Former adviser discusses
UN
By Russ Brickey
Staff
Writer
In a voice as smooth and cultured as a fine European
liquor, former United Nations adviser Frank Van Kappen addressed a small
group of Purdue students and faculty Monday night.
Van Kappen, a retired Netherlands marine corps
general, spoke for more than an hour about the difficulties of keeping
peace in the post Cold War era. He has been a vocal critic of the United
Nation's military mandates since leaving the organization in 1998.
"I'm a diplomat. I'm a solider. I'm not an American;
I'm a European," Van Kappen joked with the crowd. "So don't believe
everything I say."
Van Kappan gained a reputation as a solider in
the war on drugs while leading a joint U.S./Netherlands task force in
the Caribbean. When given his assignment to the United Nations, Van
Kappen hoped his ignorance of United Nations policy would exclude him
from the job.
"I always thought it was an organization that ran
away when people started shooting at them," Van Kappen said.
A fresh perspective was exactly what United Nation's
bureaucrats were looking for, however, and Van Kappen had the job. "It
was the most frustrating and the most rewarding work of my whole career,"
Van Kappen said.
The most serious problems facing United Nations
peacekeepers are often the political differences between member-nations.
"If you want to be successful (as a global peace
keeping organization)," Van Kappen said, "you have to dovetail your
political and military forces."
With the Cold War at an end, the political arena
has become more complex, and the United Nations military mandates have
become more difficult to enforce.
"In the good old days of the Cold War," Van Kappen
said, "the peace keeping missions were much fewer and much simpler."

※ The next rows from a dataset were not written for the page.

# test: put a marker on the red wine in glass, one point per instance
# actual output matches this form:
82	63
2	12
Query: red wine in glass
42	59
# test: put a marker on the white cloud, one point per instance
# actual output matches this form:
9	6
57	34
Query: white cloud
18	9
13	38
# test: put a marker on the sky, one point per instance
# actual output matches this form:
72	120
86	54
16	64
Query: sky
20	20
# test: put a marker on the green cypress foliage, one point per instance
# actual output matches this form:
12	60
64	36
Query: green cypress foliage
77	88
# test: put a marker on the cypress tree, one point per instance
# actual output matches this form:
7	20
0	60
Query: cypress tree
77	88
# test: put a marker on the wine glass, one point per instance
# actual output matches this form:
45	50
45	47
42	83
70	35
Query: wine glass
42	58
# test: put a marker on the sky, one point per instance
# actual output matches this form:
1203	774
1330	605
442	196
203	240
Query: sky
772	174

Now the United Nations is often dealing with proxy
governments, which are no longer dependent on major powers. These conflicts
are more likely to be ethnic or civil wars, Van Kappen explained, sometimes
involving from four to six parties at a time.
"Those parties are not susceptible to international
pressure," Van Kappen said. "They don't command armies; they command
militias or armed gangs," which are not as easily controlled as
a formal army is.
"Armies do what they are told," Van Kappen said.

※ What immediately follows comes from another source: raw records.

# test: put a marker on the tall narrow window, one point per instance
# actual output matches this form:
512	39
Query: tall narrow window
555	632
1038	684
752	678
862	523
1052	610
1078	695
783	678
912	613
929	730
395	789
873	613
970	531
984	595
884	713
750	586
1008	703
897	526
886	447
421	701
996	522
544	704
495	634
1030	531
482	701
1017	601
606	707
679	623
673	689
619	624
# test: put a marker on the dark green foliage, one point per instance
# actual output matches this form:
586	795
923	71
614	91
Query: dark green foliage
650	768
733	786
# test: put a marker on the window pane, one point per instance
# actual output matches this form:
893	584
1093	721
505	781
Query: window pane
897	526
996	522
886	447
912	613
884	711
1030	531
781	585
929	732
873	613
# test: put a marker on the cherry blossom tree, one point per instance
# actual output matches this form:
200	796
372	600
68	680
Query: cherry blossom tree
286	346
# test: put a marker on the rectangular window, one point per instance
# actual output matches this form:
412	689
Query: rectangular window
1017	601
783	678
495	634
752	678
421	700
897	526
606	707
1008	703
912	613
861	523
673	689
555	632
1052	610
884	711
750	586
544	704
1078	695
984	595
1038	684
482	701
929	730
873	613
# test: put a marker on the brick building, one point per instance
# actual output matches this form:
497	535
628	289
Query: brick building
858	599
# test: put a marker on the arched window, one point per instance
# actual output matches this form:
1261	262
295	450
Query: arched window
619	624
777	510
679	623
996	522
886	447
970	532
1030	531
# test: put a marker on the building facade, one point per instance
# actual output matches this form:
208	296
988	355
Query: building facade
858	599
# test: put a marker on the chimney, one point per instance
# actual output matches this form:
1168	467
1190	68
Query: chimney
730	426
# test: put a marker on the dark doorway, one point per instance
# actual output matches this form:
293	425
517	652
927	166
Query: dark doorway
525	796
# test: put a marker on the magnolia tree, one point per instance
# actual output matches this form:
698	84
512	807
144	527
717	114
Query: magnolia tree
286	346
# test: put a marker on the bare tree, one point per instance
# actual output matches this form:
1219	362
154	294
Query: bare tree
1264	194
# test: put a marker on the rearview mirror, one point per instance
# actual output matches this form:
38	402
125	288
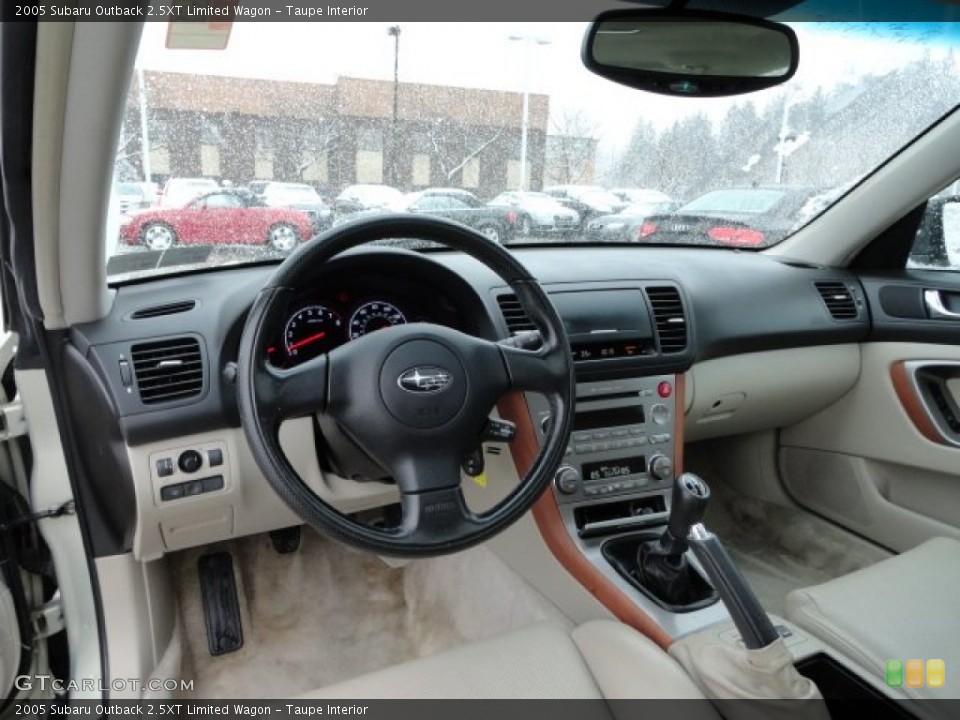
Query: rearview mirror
690	53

The reasons for many of the current conflicts are
often generations old and rooted in ethnic or religious differences.
Van Kappen used Serbia as an example to demonstrate
the point.
"Imagine, you put a lightly armed U.N. battalion
in an open air prison called 'a safe zone,'" Van Kappen said by way
of illustration, "and this is surrounded by hostile Serbian forces."

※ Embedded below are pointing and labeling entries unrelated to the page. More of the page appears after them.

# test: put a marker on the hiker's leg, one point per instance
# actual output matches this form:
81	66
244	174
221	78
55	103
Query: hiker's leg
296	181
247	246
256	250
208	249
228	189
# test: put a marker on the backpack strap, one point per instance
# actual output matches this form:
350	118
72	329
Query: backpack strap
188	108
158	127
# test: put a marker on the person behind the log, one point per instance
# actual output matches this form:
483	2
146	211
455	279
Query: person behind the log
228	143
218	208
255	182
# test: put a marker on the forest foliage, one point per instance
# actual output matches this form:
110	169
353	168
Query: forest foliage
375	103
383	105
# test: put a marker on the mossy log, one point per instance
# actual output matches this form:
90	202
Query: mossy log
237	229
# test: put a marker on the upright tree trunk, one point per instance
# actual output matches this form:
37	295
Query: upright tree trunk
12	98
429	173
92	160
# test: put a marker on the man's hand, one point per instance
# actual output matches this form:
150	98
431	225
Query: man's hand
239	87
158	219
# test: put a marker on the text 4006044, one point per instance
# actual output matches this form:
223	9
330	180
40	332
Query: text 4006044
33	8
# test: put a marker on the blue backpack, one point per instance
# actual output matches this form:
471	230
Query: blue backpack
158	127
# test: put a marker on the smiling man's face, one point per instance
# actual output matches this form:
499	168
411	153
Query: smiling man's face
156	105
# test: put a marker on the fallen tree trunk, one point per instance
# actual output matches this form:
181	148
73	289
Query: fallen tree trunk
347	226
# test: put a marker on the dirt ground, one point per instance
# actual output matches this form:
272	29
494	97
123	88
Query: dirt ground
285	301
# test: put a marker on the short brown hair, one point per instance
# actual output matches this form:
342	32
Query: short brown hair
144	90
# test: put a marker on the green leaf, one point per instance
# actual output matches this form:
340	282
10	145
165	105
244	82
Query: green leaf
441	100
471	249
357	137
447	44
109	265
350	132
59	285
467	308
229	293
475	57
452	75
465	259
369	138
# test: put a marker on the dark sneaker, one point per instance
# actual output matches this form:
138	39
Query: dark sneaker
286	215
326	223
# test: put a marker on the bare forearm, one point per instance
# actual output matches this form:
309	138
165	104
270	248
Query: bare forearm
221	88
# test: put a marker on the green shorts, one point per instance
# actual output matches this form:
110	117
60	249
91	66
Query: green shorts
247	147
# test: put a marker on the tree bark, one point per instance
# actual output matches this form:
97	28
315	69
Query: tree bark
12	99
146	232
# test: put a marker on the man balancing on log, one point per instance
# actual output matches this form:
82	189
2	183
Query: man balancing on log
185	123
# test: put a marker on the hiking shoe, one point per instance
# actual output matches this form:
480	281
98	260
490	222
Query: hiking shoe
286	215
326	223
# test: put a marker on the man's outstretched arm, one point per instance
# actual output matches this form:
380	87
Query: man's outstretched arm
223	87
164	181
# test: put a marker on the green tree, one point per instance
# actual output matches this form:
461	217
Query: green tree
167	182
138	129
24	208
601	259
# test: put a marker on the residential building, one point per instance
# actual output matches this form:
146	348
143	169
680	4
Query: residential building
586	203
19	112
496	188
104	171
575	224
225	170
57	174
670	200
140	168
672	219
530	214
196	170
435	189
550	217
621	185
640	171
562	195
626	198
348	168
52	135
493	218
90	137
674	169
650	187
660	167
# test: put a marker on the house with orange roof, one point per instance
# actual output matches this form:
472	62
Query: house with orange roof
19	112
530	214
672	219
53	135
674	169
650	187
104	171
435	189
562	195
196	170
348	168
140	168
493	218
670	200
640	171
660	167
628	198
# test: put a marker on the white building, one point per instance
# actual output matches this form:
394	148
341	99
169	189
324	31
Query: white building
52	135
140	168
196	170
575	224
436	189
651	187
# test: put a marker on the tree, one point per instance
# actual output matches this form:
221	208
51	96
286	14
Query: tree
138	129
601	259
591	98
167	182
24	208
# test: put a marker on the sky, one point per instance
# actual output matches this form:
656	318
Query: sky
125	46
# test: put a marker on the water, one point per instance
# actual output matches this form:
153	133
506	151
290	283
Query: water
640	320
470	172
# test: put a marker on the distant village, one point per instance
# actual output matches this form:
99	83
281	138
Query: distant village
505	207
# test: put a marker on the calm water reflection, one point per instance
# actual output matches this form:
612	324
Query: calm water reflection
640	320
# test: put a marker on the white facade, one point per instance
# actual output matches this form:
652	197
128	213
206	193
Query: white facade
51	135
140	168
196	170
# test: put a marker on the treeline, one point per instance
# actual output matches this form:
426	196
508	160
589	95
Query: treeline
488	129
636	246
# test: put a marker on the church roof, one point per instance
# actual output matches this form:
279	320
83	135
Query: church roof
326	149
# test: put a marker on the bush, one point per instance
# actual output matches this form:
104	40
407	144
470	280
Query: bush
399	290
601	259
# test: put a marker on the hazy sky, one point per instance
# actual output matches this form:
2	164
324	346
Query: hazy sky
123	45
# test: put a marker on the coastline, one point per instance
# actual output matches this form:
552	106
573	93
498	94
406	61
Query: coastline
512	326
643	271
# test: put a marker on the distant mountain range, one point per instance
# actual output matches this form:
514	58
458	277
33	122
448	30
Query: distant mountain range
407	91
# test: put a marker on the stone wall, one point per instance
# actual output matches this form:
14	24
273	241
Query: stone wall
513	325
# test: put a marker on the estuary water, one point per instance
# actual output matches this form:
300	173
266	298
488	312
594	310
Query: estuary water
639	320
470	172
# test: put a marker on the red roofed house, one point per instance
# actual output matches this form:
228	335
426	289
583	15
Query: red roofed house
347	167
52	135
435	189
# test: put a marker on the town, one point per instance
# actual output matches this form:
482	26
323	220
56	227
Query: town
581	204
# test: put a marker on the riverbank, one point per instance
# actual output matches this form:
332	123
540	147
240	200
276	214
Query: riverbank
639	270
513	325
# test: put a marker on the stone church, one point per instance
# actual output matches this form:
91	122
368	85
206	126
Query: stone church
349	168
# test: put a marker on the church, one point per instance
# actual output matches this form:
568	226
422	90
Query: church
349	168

In this real-life scenario, United Nations' advisers
requested at least 32,000 additional troops. They received 7,800.
"If the U.S. would have (sent in additional troops),"
Van Kappen said, "other (North American Trade Organizations) 'froggies'
would have jumped out of the barrel."
In part, Van Kappen blamed the difficulties on
the deeply rooted differences between the countries in the United Nations.
"Even though I am critical of the U.N.," Van Kappen
said, "it is very important. We'd better kick it till it works better."